CHANCELLOR GEORGE Osborne famously claimed that, “We’re all in this together.” But when it comes to wealth and living standards, this simply is not true.
Price rises are outstripping wages and benefits week by week, month by month. The official index for inflation (CPI) rose to 5.2 per cent a year last month. But even this is an underestimate of the real rise in the cost of living. The more reliable (though still conservative) RPI index reported a 5.6 per cent increase – the highest since June 1991.
The highest jumps were in gas, electricity and other fuels, up 18.3 per cent; transport costs, up 12.8 per cent; and food, up 6 per cent. All of these items form a disproportionately high part of low-income families’ and pensioners’ household budgets, especially in winter.
Housing costs are also rapidly spiralling out of control. First time buyers have long been priced out of the market by landlords and property developers. As a result, rents are rising in every region in the UK, according to Shelter. Most tenants now spend more than a third of their incomes on rent alone, which is the official reckoning for housing poverty.

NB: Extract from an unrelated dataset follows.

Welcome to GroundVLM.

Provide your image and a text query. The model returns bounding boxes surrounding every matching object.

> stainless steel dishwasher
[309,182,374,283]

The poor are also the main victims of cuts in education, the NHS, social services and benefits, because they rely on them most and cannot access the private sector.
The wealth gap increased rapidly in the 1980s and ’90s under the previous Tory regime. Disgracefully, Labour allowed it to rise even further until the richest 10 per cent owned 100 times more wealth than the poorest 10 per cent. Now the Tories are back in office, Britain is set to become even more unequal.
No wonder anger at the 1% is rising – only by expropriating their wealth can we redistribute it and abolish the blight of poverty forever.